MIAMI (Reuters) - The man charged with shooting and killing a fellow moviegoer during an argument over cellphone use in a Florida theater is a retired police officer who says he feared being attacked.
Curtis Reeves, 71, a former Tampa police captain, was charged with second-degree murder after Monday’s shooting.
He was denied bond during a video appearance from jail before a circuit court judge in Pasco County on Tuesday afternoon and faces possible life in prison if found guilty.
The killing occurred before the showing of a new combat drama “Lone Survivor,” starring Mark Wahlberg.
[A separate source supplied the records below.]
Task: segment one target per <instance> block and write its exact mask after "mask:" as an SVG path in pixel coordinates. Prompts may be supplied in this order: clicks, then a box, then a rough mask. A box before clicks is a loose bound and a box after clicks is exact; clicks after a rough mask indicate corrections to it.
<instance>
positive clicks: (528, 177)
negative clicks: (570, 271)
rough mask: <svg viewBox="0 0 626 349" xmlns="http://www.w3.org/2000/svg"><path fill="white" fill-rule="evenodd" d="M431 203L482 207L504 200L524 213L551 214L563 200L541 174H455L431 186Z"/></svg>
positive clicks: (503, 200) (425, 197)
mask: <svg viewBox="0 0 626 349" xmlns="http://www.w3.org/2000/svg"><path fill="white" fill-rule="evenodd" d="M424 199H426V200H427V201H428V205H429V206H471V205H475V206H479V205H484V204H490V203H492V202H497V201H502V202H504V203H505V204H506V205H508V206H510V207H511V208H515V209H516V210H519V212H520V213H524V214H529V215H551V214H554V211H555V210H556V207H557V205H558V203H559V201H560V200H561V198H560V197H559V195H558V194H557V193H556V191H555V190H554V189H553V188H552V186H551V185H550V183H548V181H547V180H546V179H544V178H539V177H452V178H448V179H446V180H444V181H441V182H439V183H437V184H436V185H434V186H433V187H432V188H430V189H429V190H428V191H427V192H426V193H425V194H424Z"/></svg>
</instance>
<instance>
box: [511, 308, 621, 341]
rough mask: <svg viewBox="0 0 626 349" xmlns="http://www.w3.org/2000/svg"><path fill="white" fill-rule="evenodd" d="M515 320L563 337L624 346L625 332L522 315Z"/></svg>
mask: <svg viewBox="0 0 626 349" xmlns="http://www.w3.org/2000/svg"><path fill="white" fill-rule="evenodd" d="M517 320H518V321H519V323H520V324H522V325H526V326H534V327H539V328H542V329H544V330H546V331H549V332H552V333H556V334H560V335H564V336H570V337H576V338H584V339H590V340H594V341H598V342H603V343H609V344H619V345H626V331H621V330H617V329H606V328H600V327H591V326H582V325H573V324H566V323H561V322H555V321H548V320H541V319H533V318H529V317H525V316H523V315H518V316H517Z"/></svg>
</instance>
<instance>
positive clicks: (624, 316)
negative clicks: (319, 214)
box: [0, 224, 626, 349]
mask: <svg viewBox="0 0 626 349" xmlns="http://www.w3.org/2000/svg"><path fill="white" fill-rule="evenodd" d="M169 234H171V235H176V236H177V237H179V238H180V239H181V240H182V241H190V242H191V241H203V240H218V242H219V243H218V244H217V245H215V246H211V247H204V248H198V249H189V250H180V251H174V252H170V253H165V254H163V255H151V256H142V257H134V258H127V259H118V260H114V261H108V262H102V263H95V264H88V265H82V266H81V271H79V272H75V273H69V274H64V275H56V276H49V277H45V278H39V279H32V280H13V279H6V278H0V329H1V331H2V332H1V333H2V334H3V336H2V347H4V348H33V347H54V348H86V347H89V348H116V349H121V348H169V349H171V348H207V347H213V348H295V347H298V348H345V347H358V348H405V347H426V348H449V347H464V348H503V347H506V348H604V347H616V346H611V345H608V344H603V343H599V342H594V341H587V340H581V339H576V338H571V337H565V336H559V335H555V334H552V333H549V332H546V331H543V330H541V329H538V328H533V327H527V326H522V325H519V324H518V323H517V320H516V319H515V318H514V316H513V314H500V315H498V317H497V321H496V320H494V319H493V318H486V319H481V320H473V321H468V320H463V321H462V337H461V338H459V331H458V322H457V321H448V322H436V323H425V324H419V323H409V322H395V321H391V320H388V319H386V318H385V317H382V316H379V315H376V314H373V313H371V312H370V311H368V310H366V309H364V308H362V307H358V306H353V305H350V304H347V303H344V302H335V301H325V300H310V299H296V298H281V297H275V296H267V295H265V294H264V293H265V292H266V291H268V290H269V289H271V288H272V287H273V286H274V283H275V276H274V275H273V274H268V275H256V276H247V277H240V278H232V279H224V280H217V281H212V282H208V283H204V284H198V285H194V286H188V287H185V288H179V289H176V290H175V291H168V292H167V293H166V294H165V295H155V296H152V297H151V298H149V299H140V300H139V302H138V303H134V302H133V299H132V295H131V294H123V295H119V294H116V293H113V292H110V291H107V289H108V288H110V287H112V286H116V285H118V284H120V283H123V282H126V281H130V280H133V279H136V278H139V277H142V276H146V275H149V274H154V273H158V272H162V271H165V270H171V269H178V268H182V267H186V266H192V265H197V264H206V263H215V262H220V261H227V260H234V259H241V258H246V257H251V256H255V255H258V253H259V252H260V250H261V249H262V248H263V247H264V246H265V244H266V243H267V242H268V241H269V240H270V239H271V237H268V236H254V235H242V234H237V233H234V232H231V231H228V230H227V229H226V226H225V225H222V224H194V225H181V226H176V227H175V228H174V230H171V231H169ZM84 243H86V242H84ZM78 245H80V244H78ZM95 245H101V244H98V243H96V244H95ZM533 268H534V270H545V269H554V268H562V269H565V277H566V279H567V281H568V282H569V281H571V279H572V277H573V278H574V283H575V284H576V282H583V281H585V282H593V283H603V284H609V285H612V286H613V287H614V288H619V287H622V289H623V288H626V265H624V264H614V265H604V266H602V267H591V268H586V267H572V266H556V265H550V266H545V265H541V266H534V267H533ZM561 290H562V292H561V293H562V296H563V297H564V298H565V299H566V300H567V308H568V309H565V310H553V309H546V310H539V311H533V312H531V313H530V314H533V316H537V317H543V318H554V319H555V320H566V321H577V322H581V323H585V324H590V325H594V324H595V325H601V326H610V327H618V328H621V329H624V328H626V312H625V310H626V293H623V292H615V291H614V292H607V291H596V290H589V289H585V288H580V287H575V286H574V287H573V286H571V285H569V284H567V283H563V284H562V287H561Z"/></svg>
The movie, based on a New York Times non-fiction best-seller, tells the story of four Navy SEALs on an ill-fated covert mission in Afghanistan.
The Pasco County sheriff’s office said Reeves was watching coming attractions with his wife when they got into an argument with Chad Oulson, 43, and his wife, who were seated directly in front of them in the Tampa-area Grove 16 movie theater.
Oulson was using a cellphone to text-message or make a mobile video call to a daycare center or babysitter looking after his 3-year-old daughter, authorities said.
According to an arrest affidavit released by the sheriff’s office, Reeves said he brandished and fired his .380-caliber semiautomatic handgun after Oulson stood up and struck him in the face with an unknown object.
Oulson’s wife, Nicole, was wounded in the hand by the same gunshot that hit her husband in the chest, police said.
Although the affidavit quotes Reeves as saying he was “in fear of being attacked” when he fired his gun, witnesses said Oulson had only thrown a bag of popcorn at him.
Lawyers for Reeves could not be reached for immediate comment, and it was not clear whether he would seek immunity from prosecution under Florida’s Stand Your Ground law.
The statute allows people to use deadly force to defend themselves from serious injury, rather than retreat to avoid confrontation, if they believe their life is in danger.
Pasco County Sheriff Chris Nocco told a news conference that, based on preliminary investigations, law enforcement officials did not believe lawyers could mount a successful Stand Your Ground defense for Reeves, however.
“His public defense is going to do everything possible to get him off. Our job is to have him convicted and bring justice to the victim’s family,” Nocco said.
“We did not determine that Stand Your Ground could be a justifiable reason why he shot the victim,” he added. “A Stand Your Ground case does not fly here in this case.”